Stage 2 Submission (Top 5 Teams)
The top 5 teams from Stage 1 will be invited to Stage 2 via a private link provided by the organizers. Each team may submit exactly once. The submission must be a runnable model, modified agent framework, or combined model-plus-agent system for EmbodiedBench. Three submission formats are supported:
Note: The deadline for submitting the Stage 2 model is May 26, 2026 (AoE), to allow sufficient time for online evaluation and to address any engineering issues related to customization from participating teams.
Held-out tasks: Stage 2 uses held-out tasks from EB-ALFRED and EB-Navigation, which will be released after Stage 2 concludes.

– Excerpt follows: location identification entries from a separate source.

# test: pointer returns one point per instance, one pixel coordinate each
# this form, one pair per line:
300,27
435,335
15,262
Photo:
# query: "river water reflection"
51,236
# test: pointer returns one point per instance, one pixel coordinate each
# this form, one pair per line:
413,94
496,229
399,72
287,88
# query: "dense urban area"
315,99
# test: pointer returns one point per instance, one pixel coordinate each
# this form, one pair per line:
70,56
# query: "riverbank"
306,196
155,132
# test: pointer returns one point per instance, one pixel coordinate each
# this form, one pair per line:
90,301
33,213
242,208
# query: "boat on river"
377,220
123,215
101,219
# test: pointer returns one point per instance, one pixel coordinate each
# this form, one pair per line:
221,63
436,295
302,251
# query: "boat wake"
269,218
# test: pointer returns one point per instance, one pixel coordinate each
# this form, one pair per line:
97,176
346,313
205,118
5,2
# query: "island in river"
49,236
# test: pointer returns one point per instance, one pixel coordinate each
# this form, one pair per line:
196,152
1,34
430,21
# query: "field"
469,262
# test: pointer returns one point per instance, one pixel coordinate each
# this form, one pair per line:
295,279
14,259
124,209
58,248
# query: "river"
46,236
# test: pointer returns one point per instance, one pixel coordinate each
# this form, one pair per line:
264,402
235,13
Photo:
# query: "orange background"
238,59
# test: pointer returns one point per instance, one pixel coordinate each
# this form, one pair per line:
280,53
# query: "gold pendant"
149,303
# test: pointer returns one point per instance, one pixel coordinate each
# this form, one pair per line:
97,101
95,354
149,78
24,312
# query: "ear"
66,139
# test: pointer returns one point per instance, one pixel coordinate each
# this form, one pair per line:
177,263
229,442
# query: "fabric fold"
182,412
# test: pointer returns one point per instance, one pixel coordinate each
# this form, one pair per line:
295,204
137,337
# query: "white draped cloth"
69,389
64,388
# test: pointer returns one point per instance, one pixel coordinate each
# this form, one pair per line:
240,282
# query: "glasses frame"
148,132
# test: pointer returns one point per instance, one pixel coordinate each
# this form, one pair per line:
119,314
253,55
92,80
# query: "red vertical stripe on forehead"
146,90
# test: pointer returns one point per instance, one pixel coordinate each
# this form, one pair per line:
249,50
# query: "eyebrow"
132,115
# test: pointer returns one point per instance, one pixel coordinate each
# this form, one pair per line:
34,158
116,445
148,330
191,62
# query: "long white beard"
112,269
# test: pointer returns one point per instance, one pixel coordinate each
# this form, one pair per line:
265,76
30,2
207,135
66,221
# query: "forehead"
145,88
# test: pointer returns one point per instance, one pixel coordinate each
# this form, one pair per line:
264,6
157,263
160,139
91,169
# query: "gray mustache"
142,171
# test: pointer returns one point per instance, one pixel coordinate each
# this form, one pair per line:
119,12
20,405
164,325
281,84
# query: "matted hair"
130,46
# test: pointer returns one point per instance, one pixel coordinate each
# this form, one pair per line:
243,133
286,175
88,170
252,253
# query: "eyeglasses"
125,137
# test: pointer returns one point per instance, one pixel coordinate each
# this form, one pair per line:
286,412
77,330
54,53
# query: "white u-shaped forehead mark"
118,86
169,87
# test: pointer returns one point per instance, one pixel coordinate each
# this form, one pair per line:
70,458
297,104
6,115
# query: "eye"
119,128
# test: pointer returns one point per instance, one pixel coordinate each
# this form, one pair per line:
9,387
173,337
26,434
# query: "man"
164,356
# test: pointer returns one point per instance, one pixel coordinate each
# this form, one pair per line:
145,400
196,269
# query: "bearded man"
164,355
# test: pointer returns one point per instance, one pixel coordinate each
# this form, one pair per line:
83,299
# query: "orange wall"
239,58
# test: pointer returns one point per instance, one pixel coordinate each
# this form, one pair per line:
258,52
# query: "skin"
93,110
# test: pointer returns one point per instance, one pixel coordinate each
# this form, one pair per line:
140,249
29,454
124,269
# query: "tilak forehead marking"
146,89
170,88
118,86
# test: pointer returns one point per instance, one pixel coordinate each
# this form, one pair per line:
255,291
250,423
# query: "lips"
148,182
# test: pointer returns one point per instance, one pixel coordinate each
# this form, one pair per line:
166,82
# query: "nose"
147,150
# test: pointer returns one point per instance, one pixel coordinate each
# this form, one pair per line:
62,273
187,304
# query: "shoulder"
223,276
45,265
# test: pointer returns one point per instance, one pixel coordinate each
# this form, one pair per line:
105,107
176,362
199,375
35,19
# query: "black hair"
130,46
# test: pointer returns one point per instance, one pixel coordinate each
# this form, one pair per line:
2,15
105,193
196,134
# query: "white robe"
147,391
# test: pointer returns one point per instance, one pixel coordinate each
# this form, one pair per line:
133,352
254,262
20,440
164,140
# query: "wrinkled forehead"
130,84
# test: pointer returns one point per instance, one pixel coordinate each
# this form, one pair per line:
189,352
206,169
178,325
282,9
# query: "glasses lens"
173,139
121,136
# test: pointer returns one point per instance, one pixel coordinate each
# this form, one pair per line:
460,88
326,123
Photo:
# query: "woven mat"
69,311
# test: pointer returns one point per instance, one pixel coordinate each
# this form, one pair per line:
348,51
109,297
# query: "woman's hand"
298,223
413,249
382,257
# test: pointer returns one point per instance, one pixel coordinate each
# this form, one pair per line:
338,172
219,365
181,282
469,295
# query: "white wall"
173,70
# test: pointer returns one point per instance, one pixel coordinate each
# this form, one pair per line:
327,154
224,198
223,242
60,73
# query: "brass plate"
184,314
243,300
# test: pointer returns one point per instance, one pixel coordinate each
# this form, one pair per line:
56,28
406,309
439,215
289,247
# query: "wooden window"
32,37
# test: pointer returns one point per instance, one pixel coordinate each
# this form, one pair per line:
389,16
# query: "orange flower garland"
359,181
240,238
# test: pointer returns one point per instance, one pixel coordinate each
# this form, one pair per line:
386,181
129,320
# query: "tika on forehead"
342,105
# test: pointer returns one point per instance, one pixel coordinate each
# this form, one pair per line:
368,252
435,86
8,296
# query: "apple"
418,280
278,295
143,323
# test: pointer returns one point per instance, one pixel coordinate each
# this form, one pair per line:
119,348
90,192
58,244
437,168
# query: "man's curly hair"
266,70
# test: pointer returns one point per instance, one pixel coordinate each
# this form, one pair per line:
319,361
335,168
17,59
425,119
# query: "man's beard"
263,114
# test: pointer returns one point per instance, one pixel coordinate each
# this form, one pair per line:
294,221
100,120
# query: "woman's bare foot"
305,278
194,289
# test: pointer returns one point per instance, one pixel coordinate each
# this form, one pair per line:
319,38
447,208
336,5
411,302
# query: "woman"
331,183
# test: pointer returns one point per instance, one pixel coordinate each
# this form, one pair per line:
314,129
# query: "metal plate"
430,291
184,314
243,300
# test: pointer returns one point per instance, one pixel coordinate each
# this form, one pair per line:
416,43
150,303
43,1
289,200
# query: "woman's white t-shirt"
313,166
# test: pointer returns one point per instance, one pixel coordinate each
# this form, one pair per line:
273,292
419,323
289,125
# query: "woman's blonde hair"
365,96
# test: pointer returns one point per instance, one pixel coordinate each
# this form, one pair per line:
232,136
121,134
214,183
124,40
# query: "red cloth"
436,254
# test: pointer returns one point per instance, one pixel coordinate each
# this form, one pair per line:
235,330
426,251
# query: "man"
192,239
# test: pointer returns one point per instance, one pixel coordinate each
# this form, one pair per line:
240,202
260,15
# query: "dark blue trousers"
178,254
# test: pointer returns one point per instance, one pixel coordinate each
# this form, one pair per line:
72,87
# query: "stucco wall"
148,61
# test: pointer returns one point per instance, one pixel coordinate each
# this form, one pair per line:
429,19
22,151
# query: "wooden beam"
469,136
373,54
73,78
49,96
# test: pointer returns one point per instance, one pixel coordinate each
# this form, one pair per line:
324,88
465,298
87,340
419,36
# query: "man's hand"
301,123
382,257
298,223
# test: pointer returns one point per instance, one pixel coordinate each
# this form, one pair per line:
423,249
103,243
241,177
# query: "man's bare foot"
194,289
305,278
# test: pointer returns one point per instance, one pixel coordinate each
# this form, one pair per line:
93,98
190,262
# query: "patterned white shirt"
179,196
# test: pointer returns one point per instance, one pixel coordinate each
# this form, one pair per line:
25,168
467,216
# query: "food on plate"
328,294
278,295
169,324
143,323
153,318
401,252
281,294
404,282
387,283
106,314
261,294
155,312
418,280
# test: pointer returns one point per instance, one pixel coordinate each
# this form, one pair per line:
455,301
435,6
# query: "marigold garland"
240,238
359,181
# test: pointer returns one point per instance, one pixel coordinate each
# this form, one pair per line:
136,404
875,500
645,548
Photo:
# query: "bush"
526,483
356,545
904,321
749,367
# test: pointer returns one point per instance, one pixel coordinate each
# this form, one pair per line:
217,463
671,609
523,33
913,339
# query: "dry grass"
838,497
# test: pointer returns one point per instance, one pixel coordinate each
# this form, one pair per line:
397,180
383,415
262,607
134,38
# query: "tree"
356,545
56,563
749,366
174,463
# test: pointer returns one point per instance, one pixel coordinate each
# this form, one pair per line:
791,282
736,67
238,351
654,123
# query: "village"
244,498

Option A — vLLM-Compatible Model Server
Submit a fine-tuned or adapted model that can be served with vLLM. The organizers will launch it as:
vllm serve <your-model> --host 0.0.0.0 --port 8000
Provide the model path or Hugging Face model ID and any required vllm serve flags.
Option B — Modified Agent Framework
Submit a modified EmbodiedBench agent framework. Teams may customize files under embodiedbench/planner/ (for example prompt construction, reasoning, memory, replanning, and action parsing in planner modules such as vlm_planner.py and nav_planner.py).
Constraints: Teams may only modify files under embodiedbench/planner/ and add new supporting modules. Evaluator code, environment code, and metric computation must remain unchanged.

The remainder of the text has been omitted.